Here are some final pictures from Soweto and Moletsane High School. I should mention that the students at Moletsane are very eager to establish contact with the students at Ithaca.
Some video appearances from the students at Moletsane High School in Soweto.
Botlhabelo is the high school serving the youth of Oukasie township. It is the school I taught at in 2003, and my first stop on my tour of South African schools. It has about 1300 students in grades 8-12, roughly the same size as Ithaca High School, although only about 30 teachers, which is about a third of the IHS faculty. Class sizes range from 40 to 50. There is a chronic shortage of text books and other materials. I will never forget my first day teaching there. All I wanted was for my students to do some problems from the text book so I could gauge their level. But none of them had books, many did not even have pencils, and when I went to write on the chalk board there was no chalk.
You might think that a school like this would be targeted for extra funding, but in fact schools in South Africa receive a flat rate from the provincial government, the rest is made up through local fees. Of course this has the effect of maintaining the economic status quo. White schools generally have access to a richer tax base. In Oukasie, where the majority of parents are unemployed, the school receives virtually no additional funding. If this seems crazy, keep in mind that it's pretty much the same system in the U.S., with much the same effect.

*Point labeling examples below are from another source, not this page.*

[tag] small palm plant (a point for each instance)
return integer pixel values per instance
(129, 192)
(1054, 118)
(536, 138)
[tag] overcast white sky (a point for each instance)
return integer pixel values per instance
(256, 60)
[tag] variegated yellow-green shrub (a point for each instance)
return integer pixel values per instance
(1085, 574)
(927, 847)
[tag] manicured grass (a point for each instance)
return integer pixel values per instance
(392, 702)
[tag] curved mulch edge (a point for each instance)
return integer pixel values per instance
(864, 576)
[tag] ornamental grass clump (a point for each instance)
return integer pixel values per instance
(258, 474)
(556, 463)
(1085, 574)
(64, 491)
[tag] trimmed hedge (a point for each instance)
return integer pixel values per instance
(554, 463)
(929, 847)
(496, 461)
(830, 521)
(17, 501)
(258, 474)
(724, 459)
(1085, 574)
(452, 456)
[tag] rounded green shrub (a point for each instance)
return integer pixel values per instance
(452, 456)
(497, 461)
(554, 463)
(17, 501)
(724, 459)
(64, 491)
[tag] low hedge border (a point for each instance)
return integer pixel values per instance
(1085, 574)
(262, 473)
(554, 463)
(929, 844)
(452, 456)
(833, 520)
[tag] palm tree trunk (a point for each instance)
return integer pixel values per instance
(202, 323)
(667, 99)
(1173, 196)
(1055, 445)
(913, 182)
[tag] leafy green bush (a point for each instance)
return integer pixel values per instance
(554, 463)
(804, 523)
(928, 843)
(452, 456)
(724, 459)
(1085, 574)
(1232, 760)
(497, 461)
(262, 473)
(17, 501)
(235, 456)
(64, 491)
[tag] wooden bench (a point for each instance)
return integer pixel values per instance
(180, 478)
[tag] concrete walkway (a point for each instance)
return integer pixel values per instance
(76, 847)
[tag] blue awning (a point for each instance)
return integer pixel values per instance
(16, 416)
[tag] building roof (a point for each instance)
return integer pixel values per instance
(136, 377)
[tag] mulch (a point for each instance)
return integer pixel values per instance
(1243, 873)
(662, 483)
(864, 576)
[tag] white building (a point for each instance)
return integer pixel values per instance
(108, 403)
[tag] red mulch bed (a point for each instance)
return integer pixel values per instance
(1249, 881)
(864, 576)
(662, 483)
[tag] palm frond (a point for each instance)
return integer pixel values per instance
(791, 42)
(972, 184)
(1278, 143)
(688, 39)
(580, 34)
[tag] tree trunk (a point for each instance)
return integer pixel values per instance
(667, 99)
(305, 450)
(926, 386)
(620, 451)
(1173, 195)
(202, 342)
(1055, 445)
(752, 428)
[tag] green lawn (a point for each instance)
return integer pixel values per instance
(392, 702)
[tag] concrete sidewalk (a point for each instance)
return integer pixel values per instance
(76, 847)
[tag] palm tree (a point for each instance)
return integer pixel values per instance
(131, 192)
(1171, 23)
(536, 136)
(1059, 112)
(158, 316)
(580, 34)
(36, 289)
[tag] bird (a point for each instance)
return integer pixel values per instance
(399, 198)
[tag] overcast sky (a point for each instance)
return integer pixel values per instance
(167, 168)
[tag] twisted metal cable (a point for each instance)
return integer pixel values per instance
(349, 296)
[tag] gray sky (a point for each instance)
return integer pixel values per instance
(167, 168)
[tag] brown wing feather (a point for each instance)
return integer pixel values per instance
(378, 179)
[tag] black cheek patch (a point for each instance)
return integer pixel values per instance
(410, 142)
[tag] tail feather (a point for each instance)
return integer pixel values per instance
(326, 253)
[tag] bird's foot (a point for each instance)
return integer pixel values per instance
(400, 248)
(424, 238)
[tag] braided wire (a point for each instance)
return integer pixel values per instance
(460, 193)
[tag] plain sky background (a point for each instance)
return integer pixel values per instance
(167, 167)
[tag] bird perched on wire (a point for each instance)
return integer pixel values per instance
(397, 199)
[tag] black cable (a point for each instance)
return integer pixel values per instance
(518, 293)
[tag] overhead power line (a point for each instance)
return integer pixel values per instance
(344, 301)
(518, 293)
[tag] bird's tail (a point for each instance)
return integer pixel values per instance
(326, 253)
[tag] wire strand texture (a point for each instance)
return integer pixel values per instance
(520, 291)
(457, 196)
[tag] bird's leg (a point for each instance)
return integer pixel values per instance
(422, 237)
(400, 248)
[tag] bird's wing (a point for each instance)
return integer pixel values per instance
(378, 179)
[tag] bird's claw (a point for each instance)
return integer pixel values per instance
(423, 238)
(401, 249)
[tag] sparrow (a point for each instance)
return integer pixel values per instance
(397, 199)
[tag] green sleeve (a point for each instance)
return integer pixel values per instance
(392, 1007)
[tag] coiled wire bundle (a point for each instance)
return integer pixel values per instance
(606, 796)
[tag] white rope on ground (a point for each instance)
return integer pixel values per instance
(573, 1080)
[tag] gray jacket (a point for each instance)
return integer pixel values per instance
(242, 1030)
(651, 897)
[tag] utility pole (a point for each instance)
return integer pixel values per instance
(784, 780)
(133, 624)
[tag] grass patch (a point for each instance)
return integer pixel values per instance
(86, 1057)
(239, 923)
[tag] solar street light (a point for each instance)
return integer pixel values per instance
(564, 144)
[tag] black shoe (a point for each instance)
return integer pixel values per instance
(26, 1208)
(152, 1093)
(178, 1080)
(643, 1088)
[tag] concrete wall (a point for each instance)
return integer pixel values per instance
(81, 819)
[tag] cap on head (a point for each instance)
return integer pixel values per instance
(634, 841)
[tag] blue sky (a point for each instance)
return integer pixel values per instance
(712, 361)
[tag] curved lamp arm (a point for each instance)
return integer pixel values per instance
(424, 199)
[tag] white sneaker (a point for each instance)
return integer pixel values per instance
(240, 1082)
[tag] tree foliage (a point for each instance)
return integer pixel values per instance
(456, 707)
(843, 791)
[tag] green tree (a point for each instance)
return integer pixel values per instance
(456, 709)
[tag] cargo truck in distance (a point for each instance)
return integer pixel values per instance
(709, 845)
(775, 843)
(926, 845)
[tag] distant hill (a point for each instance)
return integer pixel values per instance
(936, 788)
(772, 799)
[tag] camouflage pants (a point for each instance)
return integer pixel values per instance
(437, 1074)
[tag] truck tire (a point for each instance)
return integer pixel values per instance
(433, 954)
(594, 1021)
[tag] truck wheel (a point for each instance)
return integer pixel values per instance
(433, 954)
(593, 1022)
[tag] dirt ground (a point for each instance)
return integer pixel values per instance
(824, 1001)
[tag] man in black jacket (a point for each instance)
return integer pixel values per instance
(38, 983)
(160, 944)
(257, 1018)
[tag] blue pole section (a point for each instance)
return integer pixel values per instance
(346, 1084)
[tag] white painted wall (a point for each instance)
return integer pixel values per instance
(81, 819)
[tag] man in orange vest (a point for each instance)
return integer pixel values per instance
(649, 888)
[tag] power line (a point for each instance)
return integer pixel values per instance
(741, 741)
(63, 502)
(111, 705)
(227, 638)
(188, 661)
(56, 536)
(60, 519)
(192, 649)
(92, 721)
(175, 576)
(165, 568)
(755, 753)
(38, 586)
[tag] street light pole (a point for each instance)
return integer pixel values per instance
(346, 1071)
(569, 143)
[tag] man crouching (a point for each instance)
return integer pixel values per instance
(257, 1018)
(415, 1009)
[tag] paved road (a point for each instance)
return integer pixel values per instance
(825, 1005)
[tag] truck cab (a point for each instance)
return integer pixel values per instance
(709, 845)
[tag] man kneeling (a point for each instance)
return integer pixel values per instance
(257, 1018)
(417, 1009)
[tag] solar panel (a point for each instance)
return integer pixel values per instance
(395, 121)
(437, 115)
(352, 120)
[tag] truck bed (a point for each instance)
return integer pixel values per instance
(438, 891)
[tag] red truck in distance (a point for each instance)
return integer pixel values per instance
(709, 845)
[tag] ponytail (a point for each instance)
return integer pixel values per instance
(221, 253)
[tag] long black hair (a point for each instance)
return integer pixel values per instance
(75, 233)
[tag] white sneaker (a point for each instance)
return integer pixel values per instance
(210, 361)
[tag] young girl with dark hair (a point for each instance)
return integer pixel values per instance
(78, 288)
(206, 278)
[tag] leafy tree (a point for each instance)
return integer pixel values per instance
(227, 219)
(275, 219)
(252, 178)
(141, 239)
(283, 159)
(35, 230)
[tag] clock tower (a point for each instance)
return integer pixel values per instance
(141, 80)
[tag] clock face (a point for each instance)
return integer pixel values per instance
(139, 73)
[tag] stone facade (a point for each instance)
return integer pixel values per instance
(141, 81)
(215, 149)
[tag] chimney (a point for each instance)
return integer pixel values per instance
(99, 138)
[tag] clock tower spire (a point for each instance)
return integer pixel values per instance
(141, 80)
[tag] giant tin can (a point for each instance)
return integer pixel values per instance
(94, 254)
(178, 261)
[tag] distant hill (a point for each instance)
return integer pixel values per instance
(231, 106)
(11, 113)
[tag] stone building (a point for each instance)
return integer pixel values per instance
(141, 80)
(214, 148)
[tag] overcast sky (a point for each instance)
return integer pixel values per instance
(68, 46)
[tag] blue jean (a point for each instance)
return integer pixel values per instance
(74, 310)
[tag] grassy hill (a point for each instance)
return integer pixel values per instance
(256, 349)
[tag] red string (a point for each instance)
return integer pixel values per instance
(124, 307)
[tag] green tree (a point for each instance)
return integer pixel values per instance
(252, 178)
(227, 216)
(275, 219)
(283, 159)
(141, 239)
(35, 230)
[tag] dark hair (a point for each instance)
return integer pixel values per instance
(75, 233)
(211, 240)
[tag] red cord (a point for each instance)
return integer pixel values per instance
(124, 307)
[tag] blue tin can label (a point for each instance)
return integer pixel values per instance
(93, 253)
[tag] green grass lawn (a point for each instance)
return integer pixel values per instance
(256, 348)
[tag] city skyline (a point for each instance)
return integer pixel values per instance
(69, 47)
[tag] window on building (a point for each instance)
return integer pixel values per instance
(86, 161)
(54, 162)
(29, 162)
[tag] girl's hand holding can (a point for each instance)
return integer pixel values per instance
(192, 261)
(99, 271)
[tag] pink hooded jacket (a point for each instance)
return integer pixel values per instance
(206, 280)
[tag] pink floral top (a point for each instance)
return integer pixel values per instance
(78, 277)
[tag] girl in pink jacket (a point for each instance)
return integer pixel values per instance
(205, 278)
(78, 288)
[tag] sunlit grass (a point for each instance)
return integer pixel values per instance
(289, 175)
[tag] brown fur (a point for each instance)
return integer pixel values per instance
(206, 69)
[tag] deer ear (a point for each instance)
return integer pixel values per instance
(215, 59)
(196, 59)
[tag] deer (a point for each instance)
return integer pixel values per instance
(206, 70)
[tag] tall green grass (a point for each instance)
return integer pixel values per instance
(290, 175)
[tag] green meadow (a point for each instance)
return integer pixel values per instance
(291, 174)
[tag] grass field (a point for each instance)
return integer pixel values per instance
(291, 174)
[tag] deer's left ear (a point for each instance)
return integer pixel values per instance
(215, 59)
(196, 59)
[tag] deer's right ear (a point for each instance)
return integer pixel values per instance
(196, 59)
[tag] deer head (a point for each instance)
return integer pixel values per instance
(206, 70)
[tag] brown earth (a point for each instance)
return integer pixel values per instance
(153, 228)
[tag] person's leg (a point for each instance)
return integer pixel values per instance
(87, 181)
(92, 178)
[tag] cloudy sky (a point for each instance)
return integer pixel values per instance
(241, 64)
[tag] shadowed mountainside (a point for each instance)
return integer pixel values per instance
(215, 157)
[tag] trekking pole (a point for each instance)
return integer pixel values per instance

Not surprisingly, the drop-out rate is about 70% by grade 12. There is constant finger pointing between the district, the teachers, the community and the students, but the truth is the situation is simply unworkable. That being said, there is a surprising and inspiring degree of commitment on all sides. I visited during their week-long Easter break, and teachers were showing up on their own time, to work with students who came in for extra lessons.